Dynamical competition between Quantum Hall and Quantum Spin Hall effects

TL;DR

This paper explores how circularly polarized light induces a transition from quantum spin Hall to quantum Hall phases in graphene with spin-orbit coupling, revealing new topological phases and photon resonance effects.

Contribution

It introduces a dynamical model combining spin-orbit coupling and light to study topological phase transitions in graphene, highlighting photon resonance-induced gaps and phase changes.

Findings

Photon resonances create additional spectral gaps at ω/2.

Increasing light intensity causes a transition from quantum spin Hall to quantum Hall phase.

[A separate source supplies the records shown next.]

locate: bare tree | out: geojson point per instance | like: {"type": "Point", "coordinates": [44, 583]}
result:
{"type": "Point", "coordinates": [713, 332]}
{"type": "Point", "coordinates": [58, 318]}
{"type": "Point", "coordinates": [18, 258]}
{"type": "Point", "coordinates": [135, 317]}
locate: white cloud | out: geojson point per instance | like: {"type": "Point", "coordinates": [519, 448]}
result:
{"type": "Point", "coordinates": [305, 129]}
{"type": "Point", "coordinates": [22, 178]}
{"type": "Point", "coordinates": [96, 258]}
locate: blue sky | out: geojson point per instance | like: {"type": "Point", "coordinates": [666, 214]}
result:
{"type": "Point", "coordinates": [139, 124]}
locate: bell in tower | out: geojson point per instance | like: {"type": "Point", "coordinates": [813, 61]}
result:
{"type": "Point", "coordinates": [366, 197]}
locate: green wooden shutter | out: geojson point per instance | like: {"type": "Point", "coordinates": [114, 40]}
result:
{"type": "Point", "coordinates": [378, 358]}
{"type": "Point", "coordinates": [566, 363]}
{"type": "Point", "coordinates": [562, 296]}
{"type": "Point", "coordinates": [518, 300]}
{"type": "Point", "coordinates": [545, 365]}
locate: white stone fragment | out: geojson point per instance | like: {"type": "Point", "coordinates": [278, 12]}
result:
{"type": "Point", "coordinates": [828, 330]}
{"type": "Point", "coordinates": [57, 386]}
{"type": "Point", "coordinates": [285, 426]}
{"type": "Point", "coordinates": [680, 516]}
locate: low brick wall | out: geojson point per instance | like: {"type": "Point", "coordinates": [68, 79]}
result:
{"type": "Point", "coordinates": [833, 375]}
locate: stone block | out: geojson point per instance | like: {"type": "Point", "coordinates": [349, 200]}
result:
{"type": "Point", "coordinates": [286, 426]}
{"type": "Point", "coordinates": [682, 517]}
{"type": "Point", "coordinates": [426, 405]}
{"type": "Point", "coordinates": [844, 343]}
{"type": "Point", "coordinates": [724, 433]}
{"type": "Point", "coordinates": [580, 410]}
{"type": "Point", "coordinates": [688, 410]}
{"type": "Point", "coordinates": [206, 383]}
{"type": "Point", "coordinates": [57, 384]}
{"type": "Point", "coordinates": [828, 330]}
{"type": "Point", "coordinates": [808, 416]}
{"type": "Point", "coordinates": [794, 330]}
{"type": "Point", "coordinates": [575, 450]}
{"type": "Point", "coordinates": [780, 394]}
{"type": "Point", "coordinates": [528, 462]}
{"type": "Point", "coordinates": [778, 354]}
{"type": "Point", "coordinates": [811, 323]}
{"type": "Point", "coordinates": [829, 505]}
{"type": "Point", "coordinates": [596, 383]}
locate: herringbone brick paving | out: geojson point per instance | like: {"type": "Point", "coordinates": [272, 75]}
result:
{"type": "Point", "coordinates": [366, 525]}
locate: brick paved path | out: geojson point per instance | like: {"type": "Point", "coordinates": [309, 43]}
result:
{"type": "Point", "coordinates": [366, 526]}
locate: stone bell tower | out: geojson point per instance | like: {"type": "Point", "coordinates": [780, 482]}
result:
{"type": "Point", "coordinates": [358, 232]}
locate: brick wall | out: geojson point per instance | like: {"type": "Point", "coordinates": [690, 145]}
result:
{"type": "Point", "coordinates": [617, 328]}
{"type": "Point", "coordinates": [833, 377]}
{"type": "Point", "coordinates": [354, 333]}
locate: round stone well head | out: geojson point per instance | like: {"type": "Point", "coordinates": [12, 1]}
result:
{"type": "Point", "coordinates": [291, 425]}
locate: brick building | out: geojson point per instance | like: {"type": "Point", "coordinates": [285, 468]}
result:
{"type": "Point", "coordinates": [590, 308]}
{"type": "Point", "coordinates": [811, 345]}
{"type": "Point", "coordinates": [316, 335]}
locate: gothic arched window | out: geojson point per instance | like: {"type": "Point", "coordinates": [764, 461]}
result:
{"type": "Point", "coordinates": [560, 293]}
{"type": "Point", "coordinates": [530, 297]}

Spectrum exhibits non-trivial gaps at zero energy and ω/2.

Abstract

In this paper we investigate the occurrence of quantum phase transitions in topological systems out of equi- librium. More specifically, we consider graphene with a sizable spin-orbit coupling, irradiated by circularly- polarized light. In the absence of light, the spin-orbit coupling drives a quantum spin Hall phase where edge currents with opposite spins counter-propagate. On the other hand, the light generates a time-dependent vector potential, which leads to a hopping parameter with staggered time-dependent phases around the benzene ring. The model is a dynamical version of the Haldane model, which considers a static staggered flux with zero total flux through each plaquette. Since the light breaks time-reversal symmetry, a quantum Hall phase protected by an integer topological invariant arises. By numerically solving the complete problem, with spin-orbit coupling and light, and investigating different values of the driving frequency {\omega}, we show that the spectrum exhibits non-trivial gaps not only at zero energy, but also at {\omega}/2. This additional gap is created by photon resonances between the valence and conduction band of graphene, and the symmetry of the spectrum forces it to lie at {\omega}/2. By increasing the intensity of the irradiation, the topological state in the zero energy gap undergoes a dynamical phase transition from a quantum spin Hall to a quantum Hall phase, whereas the gap around {\omega}/2 remains in the quantum Hall regime.